En vivant ici, j’avais bien compris qu’il était difficile de supporter une équipe du championnat polonais autre que le Śląsk Wroclaw. Des plus petits aux plus anciens, tout le monde a son écharpe de fervent supporter. Supporter souvent tenace qui n’avouera jamais le fait qu’il regarde le Lech Poznań sur Polsat TV, la chaîne 100% sport, lorsque son équipe favorite ne joue pas.

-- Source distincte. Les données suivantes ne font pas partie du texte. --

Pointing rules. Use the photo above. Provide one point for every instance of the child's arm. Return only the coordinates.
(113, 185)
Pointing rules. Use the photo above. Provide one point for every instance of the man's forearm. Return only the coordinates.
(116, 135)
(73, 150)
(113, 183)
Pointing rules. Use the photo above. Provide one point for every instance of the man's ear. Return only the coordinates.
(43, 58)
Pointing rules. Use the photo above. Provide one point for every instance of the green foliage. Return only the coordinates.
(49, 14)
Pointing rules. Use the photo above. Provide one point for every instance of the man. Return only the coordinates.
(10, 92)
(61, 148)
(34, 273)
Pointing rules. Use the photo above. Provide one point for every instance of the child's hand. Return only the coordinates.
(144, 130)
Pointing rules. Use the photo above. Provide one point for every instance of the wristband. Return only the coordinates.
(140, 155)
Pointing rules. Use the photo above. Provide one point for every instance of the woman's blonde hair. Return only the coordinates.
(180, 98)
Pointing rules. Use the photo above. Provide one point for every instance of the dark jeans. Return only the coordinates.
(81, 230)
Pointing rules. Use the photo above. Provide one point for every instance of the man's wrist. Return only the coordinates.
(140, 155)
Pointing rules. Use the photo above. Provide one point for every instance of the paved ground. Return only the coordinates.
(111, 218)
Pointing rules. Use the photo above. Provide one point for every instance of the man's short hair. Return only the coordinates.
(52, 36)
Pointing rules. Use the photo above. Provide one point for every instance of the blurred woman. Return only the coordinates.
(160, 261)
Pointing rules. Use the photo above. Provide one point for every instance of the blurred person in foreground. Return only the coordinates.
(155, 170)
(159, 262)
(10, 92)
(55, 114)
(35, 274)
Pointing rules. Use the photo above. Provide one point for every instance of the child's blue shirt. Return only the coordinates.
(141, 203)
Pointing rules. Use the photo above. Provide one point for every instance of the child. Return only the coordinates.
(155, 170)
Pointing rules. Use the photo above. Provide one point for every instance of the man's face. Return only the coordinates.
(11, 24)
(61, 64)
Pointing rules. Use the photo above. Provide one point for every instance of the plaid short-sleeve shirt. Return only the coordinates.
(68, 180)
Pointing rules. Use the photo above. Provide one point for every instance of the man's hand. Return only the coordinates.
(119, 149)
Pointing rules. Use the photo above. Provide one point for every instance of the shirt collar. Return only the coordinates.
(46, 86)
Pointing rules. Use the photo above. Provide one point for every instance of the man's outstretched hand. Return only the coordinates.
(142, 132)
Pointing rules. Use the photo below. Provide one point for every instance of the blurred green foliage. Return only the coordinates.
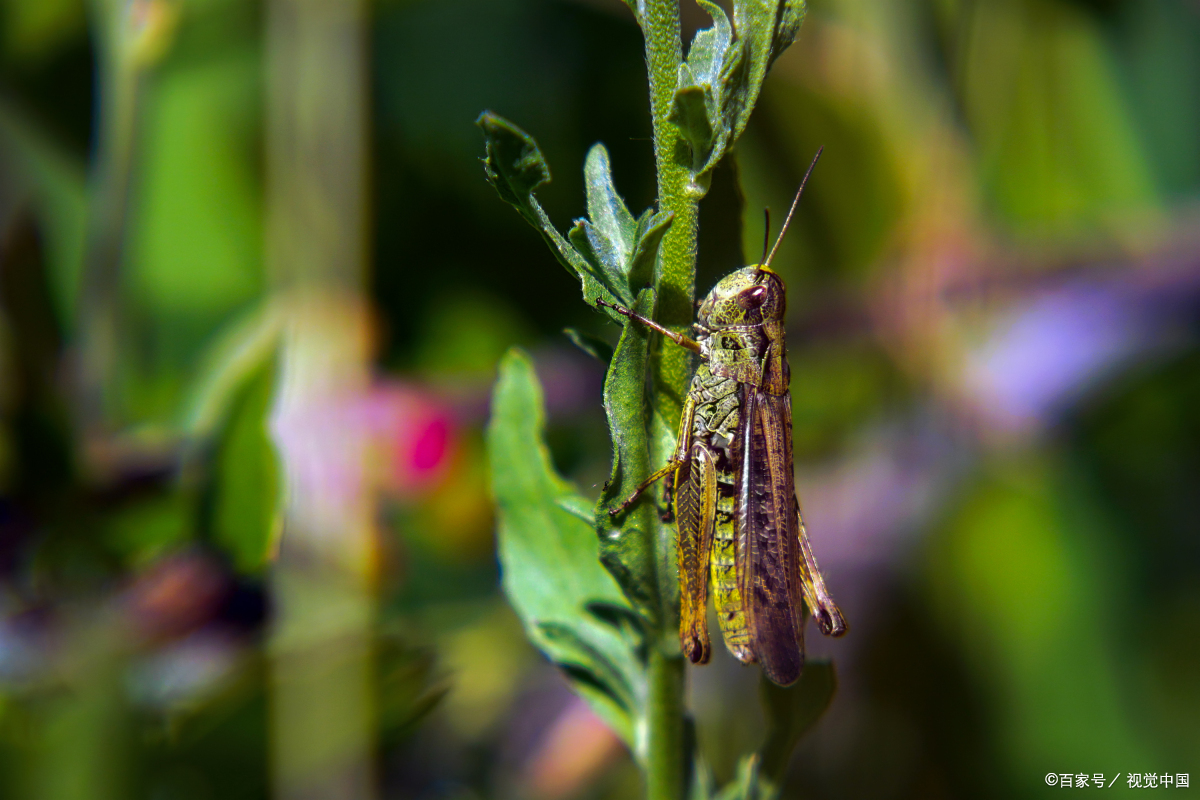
(1039, 613)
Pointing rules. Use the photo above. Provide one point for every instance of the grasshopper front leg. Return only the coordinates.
(678, 338)
(677, 461)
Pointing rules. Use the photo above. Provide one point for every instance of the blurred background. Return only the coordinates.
(253, 288)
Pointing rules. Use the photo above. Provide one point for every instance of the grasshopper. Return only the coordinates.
(738, 521)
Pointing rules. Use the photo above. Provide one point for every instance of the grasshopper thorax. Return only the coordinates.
(751, 295)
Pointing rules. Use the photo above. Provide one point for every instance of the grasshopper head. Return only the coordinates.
(751, 295)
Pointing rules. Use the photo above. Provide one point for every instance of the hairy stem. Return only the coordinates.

Pourquoi un tel engouement pour cette équipe peu connue des championnats européens ? Tout simplement l’amour de la ville, des couleurs, du maillot qui la représente malgré le fait que les équipes soient peu connues et que le championnat ne soit pas du tout médiatisé en dehors du pays. Néanmoins, les joueurs étrangers peuvent être attirés par le Śląsk comme ce fut le cas d’Eric Mouloungui. Oui, vous avez bien entendu, Eric Mouloungui, l’ancien joueur de Ligue 1 évoluant à l’époque à Strasbourg de 2002 à 2008 et à L’OGC Nice de 2008 à 2012. Mais que faisait Monsieur Mouloungui au sein du club de Śląsk, treizième du championnat polonais en 2014 à l’époque ? À vrai dire, je ne serais vous répondre. Ce dernier n’aura trouvé qu’une seule fois le chemin des filets en 16 matchs. Une saison et puis s’en va, Eric n’est dorénavant plus un Slansky, préférant s’exiler en Chine, loin, très loin de la passion des supporters de Wroclaw.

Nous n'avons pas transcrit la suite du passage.